I’ve been making steady progress on my new ideas for amplitude quantisation for Codec 2. The goal is to increase speech quality, in particular for very low bit rate 700 bits/ modes.
Here are the signal processing steps I’m working on:
The signal processing algorithms I have developed since Part 1 are coloured in blue. I still need to nail the yellow work. The white stuff has been around for years.
Actually I spent a few weeks on the yellow steps but wasn’t satisfied so looked for something a bit easier to do for a while. The progress has made me feel like I am getting somewhere, and pumped me up to hit the tough bits again. Sometimes we need to organise the engineering to suit our emotional needs. We need to see (or rather “feel”) constant progress. Research and Disappointment is hard!
Transformations and Sample Rate Changes
The goal of a codec is to reduce the bit rate, but still maintain some target speech quality. The “quality bar” varies with your application. For my current work low quality speech is OK, as I’m competing with analog HF SSB. Just getting the message through after a few tries is a lower bar, the upper bar being easy conversation over that nasty old HF channel.

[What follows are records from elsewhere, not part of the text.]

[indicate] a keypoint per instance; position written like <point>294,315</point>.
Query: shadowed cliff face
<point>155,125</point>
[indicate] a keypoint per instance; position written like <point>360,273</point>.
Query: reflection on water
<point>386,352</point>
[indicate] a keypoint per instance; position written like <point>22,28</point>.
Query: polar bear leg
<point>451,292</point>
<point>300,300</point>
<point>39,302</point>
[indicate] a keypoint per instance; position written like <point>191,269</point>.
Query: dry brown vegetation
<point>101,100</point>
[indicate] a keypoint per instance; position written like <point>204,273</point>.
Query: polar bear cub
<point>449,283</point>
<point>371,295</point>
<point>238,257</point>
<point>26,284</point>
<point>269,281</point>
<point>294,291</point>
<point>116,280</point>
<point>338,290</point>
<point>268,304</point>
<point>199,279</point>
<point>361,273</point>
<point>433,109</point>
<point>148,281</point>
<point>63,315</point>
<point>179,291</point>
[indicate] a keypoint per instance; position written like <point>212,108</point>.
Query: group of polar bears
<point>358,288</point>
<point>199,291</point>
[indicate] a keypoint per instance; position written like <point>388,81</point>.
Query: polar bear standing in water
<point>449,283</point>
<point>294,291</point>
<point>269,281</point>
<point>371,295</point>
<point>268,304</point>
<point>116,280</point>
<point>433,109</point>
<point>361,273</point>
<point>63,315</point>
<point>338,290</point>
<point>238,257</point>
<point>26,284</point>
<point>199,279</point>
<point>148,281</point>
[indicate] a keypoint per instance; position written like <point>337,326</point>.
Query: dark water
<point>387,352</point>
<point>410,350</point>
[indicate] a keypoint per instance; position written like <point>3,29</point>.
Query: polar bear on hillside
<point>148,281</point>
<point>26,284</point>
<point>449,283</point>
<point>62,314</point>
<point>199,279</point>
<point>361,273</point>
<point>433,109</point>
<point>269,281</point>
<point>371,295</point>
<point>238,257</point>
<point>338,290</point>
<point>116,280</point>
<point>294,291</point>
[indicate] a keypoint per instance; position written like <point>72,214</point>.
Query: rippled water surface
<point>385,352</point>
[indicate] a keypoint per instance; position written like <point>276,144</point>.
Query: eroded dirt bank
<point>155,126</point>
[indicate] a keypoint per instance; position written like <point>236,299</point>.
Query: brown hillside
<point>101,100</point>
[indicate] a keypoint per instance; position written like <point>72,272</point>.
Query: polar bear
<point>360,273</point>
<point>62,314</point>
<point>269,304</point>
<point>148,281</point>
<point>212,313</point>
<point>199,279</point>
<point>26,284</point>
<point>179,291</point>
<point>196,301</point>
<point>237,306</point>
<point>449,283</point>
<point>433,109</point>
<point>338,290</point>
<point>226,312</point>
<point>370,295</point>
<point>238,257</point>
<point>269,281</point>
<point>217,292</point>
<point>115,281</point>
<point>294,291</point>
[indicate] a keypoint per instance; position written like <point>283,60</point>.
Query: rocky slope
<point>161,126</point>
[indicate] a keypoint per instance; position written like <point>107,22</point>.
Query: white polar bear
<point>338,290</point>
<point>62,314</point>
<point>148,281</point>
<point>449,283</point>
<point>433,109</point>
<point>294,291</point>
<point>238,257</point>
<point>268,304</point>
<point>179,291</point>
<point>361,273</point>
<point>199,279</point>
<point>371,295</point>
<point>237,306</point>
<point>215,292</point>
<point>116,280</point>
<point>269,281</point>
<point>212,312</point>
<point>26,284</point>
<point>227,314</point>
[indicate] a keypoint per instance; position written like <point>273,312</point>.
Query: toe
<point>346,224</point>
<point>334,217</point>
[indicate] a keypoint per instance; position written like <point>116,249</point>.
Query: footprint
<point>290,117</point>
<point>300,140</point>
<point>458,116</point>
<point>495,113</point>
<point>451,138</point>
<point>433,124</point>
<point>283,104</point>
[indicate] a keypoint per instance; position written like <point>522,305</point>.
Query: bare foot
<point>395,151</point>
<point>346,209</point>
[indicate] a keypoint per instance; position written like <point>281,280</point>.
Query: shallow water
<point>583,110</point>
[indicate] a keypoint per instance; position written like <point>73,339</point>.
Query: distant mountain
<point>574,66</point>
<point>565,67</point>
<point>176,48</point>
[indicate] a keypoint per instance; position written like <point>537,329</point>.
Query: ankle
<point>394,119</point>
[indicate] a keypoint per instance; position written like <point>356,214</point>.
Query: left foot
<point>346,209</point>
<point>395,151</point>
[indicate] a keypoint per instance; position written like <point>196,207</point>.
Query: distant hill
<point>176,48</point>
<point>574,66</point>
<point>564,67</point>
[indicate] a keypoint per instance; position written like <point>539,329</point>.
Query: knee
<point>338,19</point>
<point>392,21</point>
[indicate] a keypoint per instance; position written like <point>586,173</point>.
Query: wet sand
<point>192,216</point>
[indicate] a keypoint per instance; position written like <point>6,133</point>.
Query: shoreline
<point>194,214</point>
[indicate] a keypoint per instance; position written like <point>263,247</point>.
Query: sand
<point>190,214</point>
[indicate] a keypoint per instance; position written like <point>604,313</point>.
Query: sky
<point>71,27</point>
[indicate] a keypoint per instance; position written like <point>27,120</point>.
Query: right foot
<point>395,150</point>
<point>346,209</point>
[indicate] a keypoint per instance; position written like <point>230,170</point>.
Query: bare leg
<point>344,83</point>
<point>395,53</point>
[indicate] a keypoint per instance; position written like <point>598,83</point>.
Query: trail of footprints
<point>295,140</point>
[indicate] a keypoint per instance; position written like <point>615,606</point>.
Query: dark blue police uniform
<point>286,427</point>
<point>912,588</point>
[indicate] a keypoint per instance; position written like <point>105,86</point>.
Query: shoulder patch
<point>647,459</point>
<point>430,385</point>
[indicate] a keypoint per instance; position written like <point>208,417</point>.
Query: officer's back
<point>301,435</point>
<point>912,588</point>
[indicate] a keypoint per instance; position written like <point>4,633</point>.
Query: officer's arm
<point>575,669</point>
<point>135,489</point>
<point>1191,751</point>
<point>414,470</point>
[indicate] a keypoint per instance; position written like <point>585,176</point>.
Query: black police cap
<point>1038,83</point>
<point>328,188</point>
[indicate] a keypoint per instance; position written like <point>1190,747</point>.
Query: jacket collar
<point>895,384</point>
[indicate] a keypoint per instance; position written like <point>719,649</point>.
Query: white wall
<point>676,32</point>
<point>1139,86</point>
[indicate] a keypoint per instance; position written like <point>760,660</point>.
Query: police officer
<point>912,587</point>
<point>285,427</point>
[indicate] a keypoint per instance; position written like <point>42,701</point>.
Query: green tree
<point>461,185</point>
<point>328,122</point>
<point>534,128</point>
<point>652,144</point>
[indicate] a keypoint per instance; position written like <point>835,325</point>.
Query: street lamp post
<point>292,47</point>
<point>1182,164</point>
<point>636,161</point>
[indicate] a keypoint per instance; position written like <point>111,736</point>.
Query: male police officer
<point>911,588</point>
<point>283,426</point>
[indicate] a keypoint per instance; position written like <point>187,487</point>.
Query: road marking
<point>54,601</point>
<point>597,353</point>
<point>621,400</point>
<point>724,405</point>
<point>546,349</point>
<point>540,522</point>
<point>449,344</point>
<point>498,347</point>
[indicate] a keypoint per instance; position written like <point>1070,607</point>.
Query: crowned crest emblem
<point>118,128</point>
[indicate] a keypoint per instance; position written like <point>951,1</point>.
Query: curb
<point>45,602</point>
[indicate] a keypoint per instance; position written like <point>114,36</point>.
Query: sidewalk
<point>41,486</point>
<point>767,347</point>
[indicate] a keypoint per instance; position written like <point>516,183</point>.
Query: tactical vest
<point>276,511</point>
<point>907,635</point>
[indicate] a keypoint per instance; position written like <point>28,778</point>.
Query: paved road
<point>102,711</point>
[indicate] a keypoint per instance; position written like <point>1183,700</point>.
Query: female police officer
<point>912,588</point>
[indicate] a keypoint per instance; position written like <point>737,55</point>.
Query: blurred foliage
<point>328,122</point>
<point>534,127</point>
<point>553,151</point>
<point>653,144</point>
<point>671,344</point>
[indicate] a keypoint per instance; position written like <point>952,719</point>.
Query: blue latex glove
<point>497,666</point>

While drawing the figure above I realised that a codec can be viewed as a bunch of processing steps that either (i) transform the speech signal or (ii) change the sample rate. An example of transforming is performing a FFT to convert the time domain speech signal into the frequency domain. We then decimate in the time and frequency domain to change the sample rate of the speech signal.
Lowering the sample rate is an effective way to lower the bit rate. This process is called decimation. In Codec 2 we start with a bunch of sinusoidal amplitudes that we update every 10ms (100Hz sampling rate). We then throw away every 3 out of 4 to give a sample rate of 25Hz. This means there are less samples to every second, so the bit rate is reduced.
At the decoder we use interpolation to smoothly fill in the missing gaps, raising the sample rate back up to 100Hz. We eventually transform back to the time domain using an inverse FFT to play the signal out of the speaker. Speakers like time domain signals.
In the figure above we start with chunks of speech samples in the time domain, then transform into the frequency domain, where we fit a sinusoidal, then masking model.
The sinusoidal model takes us from a 512 point FFT to 20-80 amplitudes. Its fits a sinusoidal speech model to the incoming signal. The number of sinusoidal amplitudes varies with the pitch of the incoming voice. It is time varying, which complicates our life if we desire a constant bit rate.
The masking model fits a smoothed envelope that represents the way we produce and hear speech. For example we don’t talk in whistles (unless you are R2D2) so no point wasting bits in being able to code very narrow bandwidths signals. The ear masks weak tones near strong ones so no point coding them either. The ear also has a log frequency and amplitude response so we take advantage of that too.
In this way the speech signal winds it’s way through the codec, being transformed this way and that, as we carve off samples until we get something that we can send over the channel.
Need to sort out those remaining yellow blocks, and come up with a fully quantised codec candidate.
An idea that occurred to me while drawing the diagram – can we estimate the mask directly from the FFT samples? We may not need the intermediate estimation of the sinusoidal amplitudes any more.
It may also be possible to analyse/synthesise using filters modeling the masks running in the time domain. For example on the analysis side look at the energy at the output at a bunch of masking filters spaced closely enough that we can’t perceive the difference.
Writing stuff up on a blog is cool. It’s “the cardboard colleague” effect: the process of clearly articulating your work can lead to new ideas and bug fixes. It doesn’t matter who you articulate the problems too, just talking about them can lead to solutions.